Inadimplência no agronegócio atinge 8,8% e alcança maior nível da série histórica

A inadimplência entre produtores rurais brasileiros alcançou 8,8% no primeiro trimestre de 2026, o maior patamar da série histórica da Serasa Experian. O indicador acende um alerta para toda a cadeia do agronegócio, que enfrenta um cenário de crédito mais restrito, custos elevados de produção e dificuldades para recompor o fluxo de caixa.
O levantamento considera pessoas físicas da população rural com dívidas vencidas há mais de 180 dias, relacionadas às atividades do agronegócio.

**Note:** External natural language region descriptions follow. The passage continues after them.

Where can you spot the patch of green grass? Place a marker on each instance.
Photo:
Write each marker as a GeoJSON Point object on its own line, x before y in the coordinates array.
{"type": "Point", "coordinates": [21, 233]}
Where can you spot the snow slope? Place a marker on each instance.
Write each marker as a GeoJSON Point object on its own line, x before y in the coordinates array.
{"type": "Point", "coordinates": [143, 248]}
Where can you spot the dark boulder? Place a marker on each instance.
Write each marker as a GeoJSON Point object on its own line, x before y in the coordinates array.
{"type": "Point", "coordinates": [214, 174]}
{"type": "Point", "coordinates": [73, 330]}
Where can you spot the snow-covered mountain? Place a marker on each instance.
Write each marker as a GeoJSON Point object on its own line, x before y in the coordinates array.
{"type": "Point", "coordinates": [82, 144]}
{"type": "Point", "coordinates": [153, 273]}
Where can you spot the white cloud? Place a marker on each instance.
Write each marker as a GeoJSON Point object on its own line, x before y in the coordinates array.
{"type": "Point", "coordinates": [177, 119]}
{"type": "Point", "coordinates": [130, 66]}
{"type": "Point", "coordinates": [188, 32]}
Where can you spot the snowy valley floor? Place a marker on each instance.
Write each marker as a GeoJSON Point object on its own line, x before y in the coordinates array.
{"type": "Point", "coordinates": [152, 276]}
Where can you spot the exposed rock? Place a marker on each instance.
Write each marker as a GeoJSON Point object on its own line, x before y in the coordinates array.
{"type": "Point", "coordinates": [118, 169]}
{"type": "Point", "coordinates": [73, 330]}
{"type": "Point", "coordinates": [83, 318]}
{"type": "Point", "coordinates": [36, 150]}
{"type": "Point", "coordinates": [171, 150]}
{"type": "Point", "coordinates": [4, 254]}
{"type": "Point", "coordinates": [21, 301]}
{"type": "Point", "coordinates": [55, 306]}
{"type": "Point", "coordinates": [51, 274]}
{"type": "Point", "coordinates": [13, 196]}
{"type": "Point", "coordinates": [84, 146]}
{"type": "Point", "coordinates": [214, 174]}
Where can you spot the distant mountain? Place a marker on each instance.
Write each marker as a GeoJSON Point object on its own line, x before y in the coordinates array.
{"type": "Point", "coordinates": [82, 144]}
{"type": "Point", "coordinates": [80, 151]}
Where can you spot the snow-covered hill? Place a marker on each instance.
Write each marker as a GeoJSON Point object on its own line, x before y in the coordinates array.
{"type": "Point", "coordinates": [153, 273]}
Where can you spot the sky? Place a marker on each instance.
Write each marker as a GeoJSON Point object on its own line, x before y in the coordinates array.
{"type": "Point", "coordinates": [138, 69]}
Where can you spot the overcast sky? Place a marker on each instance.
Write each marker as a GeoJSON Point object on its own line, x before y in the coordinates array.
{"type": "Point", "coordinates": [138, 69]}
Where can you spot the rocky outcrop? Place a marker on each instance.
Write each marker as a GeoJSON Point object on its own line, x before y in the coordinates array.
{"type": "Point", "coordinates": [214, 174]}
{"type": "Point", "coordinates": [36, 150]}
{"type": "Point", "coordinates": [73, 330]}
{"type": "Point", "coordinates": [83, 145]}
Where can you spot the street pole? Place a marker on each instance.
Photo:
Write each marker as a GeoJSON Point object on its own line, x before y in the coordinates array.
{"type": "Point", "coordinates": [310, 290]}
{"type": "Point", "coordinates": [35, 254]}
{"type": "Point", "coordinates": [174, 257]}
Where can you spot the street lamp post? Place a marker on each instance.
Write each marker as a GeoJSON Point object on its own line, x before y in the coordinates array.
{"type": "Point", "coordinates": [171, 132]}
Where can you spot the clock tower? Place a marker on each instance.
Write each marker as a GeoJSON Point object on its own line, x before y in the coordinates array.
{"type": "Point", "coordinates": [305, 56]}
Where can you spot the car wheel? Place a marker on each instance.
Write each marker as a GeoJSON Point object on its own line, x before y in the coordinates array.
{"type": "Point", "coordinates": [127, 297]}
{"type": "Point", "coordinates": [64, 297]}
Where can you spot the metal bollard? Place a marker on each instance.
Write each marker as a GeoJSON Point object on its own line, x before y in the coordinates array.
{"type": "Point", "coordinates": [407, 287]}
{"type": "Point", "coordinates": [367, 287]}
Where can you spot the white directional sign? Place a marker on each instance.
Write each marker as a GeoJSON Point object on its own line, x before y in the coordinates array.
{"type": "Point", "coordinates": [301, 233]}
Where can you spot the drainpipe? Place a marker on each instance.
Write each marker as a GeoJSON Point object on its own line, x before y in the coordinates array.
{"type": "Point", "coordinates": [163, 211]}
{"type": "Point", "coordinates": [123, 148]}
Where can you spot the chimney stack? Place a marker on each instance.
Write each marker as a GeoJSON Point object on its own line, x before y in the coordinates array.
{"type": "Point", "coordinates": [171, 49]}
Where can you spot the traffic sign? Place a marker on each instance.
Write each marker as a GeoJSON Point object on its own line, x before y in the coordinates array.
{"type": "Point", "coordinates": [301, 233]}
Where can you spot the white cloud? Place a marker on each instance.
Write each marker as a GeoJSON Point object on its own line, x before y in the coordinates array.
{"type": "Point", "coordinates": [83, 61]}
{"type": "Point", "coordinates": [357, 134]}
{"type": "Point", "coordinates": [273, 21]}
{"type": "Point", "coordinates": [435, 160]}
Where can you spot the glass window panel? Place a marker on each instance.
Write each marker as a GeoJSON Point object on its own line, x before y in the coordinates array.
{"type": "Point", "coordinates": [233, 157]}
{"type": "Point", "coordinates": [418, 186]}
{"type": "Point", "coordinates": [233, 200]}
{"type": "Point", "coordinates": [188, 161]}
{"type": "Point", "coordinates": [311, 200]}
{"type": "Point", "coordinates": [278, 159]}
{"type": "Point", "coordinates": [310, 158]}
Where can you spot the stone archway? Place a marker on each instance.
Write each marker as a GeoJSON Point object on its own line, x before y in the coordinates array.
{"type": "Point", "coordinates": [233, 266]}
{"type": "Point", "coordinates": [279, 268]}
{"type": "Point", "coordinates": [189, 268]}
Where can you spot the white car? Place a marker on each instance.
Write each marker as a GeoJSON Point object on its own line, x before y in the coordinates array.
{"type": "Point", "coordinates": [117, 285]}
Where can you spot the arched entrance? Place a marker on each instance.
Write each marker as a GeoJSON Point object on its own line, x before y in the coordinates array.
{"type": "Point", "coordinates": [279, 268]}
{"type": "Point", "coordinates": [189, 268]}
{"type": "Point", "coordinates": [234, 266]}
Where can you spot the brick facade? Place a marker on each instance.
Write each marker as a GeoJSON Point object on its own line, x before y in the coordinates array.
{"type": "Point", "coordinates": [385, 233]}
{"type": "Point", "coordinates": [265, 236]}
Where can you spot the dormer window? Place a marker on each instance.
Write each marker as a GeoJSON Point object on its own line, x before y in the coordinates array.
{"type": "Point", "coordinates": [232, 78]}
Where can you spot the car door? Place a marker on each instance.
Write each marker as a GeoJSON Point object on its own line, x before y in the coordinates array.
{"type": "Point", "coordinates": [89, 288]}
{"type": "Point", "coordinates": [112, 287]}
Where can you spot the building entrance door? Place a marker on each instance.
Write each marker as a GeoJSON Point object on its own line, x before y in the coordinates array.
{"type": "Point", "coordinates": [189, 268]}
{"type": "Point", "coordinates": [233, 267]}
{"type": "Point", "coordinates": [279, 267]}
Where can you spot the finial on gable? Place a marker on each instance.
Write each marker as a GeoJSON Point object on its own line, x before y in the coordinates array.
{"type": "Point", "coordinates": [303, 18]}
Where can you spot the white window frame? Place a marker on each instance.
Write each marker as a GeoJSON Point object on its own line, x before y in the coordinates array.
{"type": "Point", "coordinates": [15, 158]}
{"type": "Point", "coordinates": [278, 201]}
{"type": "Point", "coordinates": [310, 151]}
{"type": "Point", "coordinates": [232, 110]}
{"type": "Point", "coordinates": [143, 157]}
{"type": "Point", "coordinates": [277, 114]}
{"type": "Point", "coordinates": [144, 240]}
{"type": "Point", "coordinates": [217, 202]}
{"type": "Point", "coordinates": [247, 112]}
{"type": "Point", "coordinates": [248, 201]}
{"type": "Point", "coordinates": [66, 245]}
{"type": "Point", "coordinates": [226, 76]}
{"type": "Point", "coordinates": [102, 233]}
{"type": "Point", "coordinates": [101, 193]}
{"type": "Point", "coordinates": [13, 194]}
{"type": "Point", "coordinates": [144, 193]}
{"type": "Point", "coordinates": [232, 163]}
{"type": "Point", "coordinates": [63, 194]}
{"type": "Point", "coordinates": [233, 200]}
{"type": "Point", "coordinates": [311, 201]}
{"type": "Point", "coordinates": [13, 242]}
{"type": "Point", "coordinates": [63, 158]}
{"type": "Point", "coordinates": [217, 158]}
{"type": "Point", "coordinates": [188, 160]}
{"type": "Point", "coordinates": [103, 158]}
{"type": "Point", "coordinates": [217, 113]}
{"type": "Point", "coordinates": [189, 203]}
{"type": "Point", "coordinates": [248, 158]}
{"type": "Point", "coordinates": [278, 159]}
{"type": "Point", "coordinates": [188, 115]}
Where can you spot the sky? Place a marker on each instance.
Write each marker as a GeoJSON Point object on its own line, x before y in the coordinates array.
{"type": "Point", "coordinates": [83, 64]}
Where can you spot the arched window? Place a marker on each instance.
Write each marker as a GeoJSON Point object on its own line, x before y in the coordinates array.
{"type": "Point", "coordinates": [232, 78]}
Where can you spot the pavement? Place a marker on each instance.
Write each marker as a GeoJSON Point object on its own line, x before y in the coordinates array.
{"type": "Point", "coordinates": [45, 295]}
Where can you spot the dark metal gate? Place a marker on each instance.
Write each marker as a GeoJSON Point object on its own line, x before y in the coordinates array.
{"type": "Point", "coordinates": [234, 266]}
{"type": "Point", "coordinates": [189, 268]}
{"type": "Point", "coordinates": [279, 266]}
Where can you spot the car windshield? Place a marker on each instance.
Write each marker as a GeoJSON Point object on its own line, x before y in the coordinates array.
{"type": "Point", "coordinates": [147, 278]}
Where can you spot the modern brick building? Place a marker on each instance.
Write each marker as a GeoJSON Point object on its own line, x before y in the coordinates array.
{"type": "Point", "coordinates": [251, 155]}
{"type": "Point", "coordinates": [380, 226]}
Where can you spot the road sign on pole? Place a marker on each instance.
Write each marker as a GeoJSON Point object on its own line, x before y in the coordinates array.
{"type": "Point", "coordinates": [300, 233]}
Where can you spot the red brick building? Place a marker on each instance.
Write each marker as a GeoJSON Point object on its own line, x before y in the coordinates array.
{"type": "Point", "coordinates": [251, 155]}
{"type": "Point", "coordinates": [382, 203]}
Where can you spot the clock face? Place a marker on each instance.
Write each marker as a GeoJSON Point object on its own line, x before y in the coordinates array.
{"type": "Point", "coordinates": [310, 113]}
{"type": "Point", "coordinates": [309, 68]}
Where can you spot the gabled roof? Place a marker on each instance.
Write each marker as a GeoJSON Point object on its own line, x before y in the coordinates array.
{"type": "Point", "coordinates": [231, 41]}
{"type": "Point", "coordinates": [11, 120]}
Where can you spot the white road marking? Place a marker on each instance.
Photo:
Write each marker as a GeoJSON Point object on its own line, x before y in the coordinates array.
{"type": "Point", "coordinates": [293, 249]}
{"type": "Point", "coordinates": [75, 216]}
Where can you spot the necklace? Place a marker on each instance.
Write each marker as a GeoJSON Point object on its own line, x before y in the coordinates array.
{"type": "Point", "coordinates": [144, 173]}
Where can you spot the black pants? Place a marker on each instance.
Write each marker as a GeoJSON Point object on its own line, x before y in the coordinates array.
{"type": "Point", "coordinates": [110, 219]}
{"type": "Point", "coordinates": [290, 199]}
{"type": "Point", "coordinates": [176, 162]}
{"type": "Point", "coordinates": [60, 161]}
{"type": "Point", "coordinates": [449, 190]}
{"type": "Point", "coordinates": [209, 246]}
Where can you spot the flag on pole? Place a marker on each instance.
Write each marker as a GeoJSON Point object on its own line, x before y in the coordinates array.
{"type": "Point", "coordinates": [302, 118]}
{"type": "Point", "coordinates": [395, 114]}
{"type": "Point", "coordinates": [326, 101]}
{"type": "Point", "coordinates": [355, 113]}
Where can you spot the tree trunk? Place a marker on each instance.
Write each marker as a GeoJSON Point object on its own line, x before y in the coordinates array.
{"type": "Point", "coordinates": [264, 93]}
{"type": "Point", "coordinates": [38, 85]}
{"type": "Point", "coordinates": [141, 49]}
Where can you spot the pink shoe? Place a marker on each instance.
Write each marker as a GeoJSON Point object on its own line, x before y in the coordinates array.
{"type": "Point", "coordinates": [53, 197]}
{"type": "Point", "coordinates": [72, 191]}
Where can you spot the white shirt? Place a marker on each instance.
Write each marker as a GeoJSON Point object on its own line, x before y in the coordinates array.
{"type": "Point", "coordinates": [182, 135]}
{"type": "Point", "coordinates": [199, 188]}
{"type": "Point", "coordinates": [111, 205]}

Em comparação com o mesmo período de 2025, a inadimplência cresceu 1,2 ponto percentual, enquanto na comparação com o trimestre imediatamente anterior o avanço foi de 0,6 ponto percentual, mantendo uma trajetória de alta pelo quinto trimestre consecutivo.
Pressão financeira continua no campo
Embora o agronegócio continue sendo um dos principais motores da economia brasileira, parte dos produtores ainda enfrenta dificuldades para equilibrar as contas.
A combinação de juros elevados, aumento dos custos de produção, volatilidade dos preços das commodities e restrição na oferta de crédito vem reduzindo a capacidade financeira de muitos produtores, especialmente aqueles que dependem de financiamento para custear a safra.
Segundo Marcelo Pimenta, head de agronegócio da Serasa Experian, o crescimento gradual da inadimplência demonstra que a recuperação financeira do setor ainda não ocorreu de forma consistente.
Norte lidera índice de inadimplência
Os dados mostram diferenças importantes entre as regiões do país.
O Norte apresentou a maior taxa de inadimplência entre os produtores rurais, seguido por estados do Centro-Oeste, região que concentra grande parte da produção nacional de grãos. Já a Região Sul registrou os menores índices, refletindo características distintas de financiamento, perfil produtivo e gestão financeira.
Reflexos para crédito e mercado financeiro
O avanço da inadimplência tende a produzir efeitos em toda a cadeia do crédito rural.
Instituições financeiras podem adotar critérios mais rigorosos para concessão de novos financiamentos, aumentando exigências de garantias e revisando políticas de risco.
Para fornecedores de insumos, cooperativas, tradings e empresas que atuam no financiamento da produção agrícola, o cenário exige maior atenção aos processos de análise de crédito e monitoramento da carteira de clientes.
Além disso, especialistas apontam que o aumento das dificuldades financeiras no campo pode manter em alta os pedidos de recuperação judicial de produtores e empresas ligadas ao agronegócio nos próximos meses.
Tecnologia e inteligência de dados ganham protagonismo
O aumento da inadimplência também reforça a importância de ferramentas de gestão de risco.
Modelos de análise de crédito baseados em inteligência artificial, monitoramento de indicadores financeiros e uso de dados para avaliação da capacidade de pagamento tendem a ganhar ainda mais espaço no agronegócio.
Para bancos, fintechs, cooperativas de crédito e empresas do setor, investir em tecnologias capazes de identificar sinais antecipados de deterioração financeira pode reduzir perdas e aumentar a eficiência das operações.
O desafio vai além da produção
Os números mostram que os desafios do agronegócio brasileiro não estão restritos ao campo.
A sustentabilidade financeira dos produtores passa a ocupar posição estratégica para toda a cadeia, envolvendo crédito, seguros, fornecedores, logística e mercado financeiro.
Em um ambiente de custos elevados e maior seletividade na concessão de crédito, capacidade de gestão, planejamento financeiro e acesso a soluções tecnológicas tornam-se fatores cada vez mais determinantes para a competitividade do setor.